Only a Few Tokens Surpass Issuance Valuation
Despite the overall decline, a few tokens have significantly exceeded their issuance valuation.
The best performer in the dataset is Aster (ASTER), whose FDV has increased by over 740% compared to the initial valuation.
Yooldo Games (ESPORTS) follows closely, with an FDV increase of over 530%, and Humanity (HUMANITY) ranks third, with an increase of over 320%.
These outstanding returns stand in stark contrast to the rest of the dataset, where such levels of return are rarely seen.
Overall, they represent exceptions within the market, where most tokens failed to maintain their initial prices.
Deep Losses Dominate the Bottom of the Rankings
At the other end of the spectrum, several well-known issuances suffered severe declines.
Syndicate (SYND) performed the worst, with an FDV more than 93% below its issuance level.
Animecoin (ANIME) and Berachain (BERA) follow closely, each with FDV drops exceeding 93%.
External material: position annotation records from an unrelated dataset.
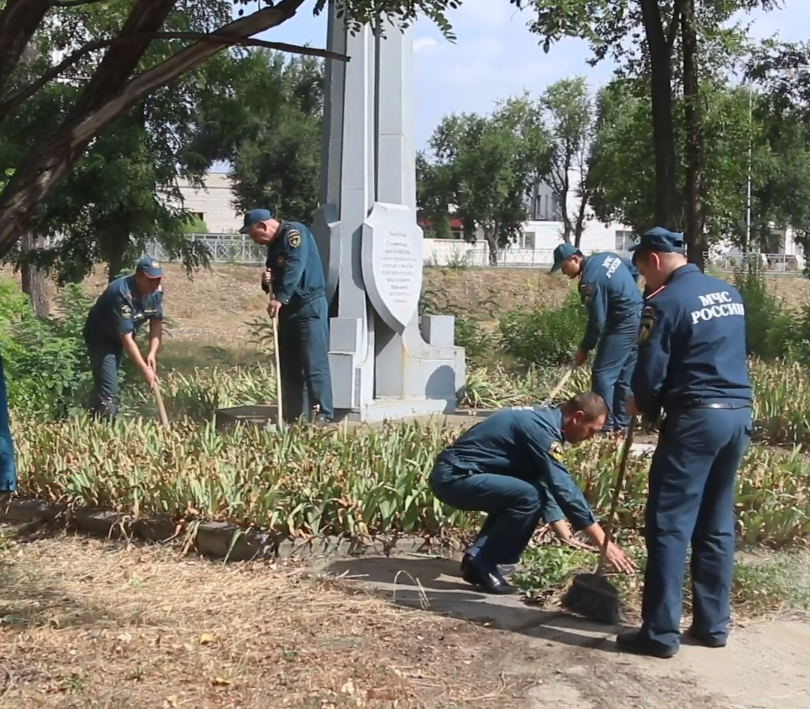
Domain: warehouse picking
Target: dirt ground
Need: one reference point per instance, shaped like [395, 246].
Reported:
[218, 305]
[95, 624]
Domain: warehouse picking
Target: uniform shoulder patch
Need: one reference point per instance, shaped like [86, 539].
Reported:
[294, 238]
[647, 322]
[555, 450]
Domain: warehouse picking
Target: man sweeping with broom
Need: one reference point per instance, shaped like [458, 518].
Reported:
[692, 364]
[510, 466]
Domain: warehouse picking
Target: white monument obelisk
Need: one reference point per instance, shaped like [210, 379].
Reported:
[384, 365]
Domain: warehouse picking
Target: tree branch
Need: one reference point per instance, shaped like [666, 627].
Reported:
[672, 31]
[21, 96]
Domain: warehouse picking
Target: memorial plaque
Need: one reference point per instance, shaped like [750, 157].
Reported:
[326, 231]
[392, 263]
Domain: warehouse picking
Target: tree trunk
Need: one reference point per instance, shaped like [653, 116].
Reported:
[579, 227]
[19, 19]
[695, 238]
[48, 162]
[660, 52]
[33, 279]
[491, 237]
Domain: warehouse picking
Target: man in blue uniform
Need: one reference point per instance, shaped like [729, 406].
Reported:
[294, 272]
[510, 466]
[609, 291]
[8, 468]
[692, 365]
[110, 329]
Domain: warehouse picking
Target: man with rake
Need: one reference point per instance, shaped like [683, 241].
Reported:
[607, 288]
[294, 275]
[510, 466]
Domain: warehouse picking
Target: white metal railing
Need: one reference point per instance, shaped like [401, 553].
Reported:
[239, 249]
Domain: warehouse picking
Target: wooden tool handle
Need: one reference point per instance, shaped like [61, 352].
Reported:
[557, 389]
[164, 420]
[614, 503]
[280, 413]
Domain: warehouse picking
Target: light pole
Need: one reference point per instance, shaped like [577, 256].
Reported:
[750, 160]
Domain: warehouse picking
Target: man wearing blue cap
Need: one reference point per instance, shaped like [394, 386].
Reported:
[692, 365]
[110, 329]
[511, 467]
[609, 291]
[294, 274]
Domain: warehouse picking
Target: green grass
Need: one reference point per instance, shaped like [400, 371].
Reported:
[777, 581]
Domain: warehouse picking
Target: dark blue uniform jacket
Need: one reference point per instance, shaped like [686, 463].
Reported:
[691, 345]
[296, 267]
[525, 444]
[609, 291]
[120, 310]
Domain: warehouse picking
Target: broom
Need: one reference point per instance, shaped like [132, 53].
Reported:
[592, 595]
[557, 389]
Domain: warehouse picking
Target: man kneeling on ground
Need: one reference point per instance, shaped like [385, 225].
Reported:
[510, 466]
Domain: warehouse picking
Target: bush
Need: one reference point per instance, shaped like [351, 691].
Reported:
[308, 481]
[477, 343]
[544, 337]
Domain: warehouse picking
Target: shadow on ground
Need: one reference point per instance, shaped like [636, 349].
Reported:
[435, 586]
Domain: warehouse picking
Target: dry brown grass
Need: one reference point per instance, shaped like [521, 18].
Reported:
[217, 306]
[90, 623]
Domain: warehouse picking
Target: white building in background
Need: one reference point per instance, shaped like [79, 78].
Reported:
[213, 204]
[534, 248]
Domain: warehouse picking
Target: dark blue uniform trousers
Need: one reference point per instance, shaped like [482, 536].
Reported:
[613, 366]
[8, 470]
[106, 356]
[303, 343]
[691, 498]
[513, 507]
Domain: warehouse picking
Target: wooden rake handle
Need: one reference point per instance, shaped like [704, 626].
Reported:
[557, 389]
[280, 413]
[614, 503]
[164, 420]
Losses are concentrated near the bottom, indicating that post-issuance selling pressure and valuation compression are ongoing rather than isolated, affecting both highly anticipated and smaller-scale tokens.
FDV Compression Reflects Valuation Reassessment
By focusing on Fully Diluted Valuation rather than spot market cap, the dataset captures how expectations regarding future supply and long-term token economics have changed since issuance.
The wide disparity between initial FDV and current FDV suggests a reassessment of the assumptions embedded in the TGE price.
As new tokens continue to enter the market throughout the year, the data indicates that supply expansion has outpaced sustained investor demand, contributing to the observed strong re-pricing in most issuances.
Data Highlights a Challenging Year in 2025
The results underscore how difficult 2025 has been for token issuers and early investors.
Over four-fifths of tokens are trading below their initial valuation, pointing to a market environment where issuance prices struggle to hold in the secondary market.
While a few tokens have delivered extraordinary returns, they remain exceptions, and the year is marked by generally poor post-TGE performance.